I am trying to implement localisation by storing images from a camera and their accompanying point clouds from a 2D lidar during mapping. During localisation I then use image matching to suggest the closest image and perform ICP on the point cloud to find the relative pose to where the original image was taken. My problem is that the best matching image is not always correct so I want to use the top say 5 images and see which one's point cloud aligns the best and if any of the alignments are any good at all. Unfortunately I have not been able to find any way of evaluating how good a point cloud registration is. Currently I am using the LibPointMatcher library and the best that it can provide is a residual error after alignment but some rough testing seems to suggest that this does not really help to determine if an alignment failed or not and does not seem to help with comparing the relative quality of different alignments either.
It is my understanding that there are algorithms such as Monte Carlo localisation/particle filter that can localise quite well using just 2D lidar scans.

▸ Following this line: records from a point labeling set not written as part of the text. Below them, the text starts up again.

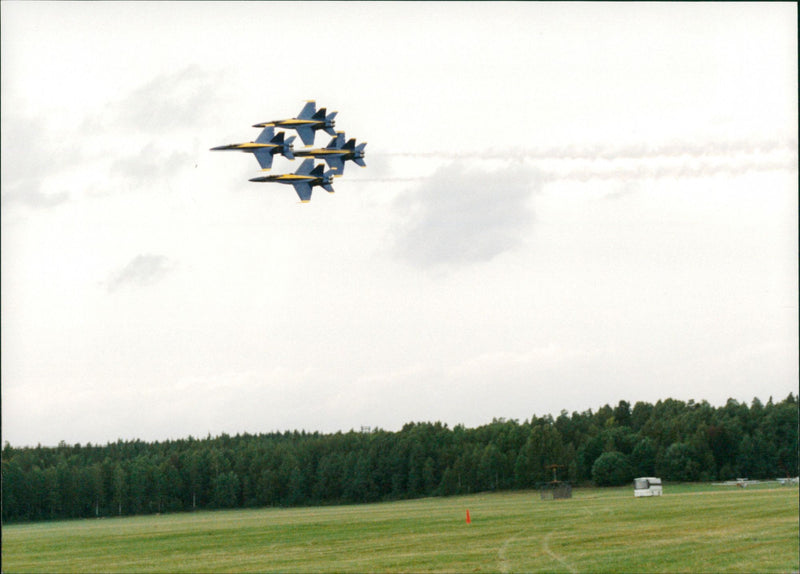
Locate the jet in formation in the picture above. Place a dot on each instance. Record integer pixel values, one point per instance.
(337, 152)
(309, 174)
(267, 144)
(306, 123)
(304, 179)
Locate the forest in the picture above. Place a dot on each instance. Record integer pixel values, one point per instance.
(673, 439)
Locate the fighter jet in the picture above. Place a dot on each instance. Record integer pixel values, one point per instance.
(304, 179)
(307, 123)
(267, 144)
(337, 152)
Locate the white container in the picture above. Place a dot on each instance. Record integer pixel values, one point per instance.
(647, 486)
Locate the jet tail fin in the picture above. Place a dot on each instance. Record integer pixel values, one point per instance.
(327, 178)
(286, 149)
(329, 123)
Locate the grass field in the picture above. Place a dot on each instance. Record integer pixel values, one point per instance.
(692, 528)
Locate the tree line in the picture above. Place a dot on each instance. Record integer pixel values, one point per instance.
(673, 439)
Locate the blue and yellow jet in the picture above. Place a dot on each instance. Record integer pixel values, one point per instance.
(307, 123)
(337, 152)
(304, 179)
(267, 144)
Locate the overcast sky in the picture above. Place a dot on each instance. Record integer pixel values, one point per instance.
(566, 205)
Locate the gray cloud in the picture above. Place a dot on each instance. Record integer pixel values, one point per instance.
(463, 215)
(151, 165)
(177, 100)
(31, 196)
(141, 271)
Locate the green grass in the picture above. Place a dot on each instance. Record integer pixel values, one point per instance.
(692, 528)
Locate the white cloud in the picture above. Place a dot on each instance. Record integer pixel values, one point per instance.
(462, 215)
(141, 271)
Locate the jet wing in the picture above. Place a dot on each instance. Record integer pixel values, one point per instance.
(336, 164)
(306, 134)
(303, 190)
(266, 135)
(264, 157)
(306, 167)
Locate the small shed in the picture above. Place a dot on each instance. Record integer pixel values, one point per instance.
(647, 486)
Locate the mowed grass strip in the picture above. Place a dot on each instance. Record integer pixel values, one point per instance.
(692, 528)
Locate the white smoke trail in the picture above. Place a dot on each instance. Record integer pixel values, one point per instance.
(641, 161)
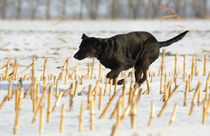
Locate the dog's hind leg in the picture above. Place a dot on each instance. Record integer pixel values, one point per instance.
(138, 74)
(141, 69)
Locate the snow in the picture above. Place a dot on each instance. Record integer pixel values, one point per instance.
(57, 40)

From my understanding of how they work they, they need to rank how likely each particle is after obtaining a lidar scan based on how well the current scan aligns with what would be expected given said particle's pose and the current map. Now obviously I am not actually building a point cloud map from which I am then calculating the expected points from each particle, but I think that my approach still amounts to something similar in that I also need to rank how likely it is that the current point cloud correlates with what was expected. Unfortunately, I have not been able to figure out how these Monte Carlo systems derive such an alignment probability.
Any suggestions on how I can rank the relative success of 2D point clouds registrations and preferably also identify alignments that were complete failures would be greatly appreciated.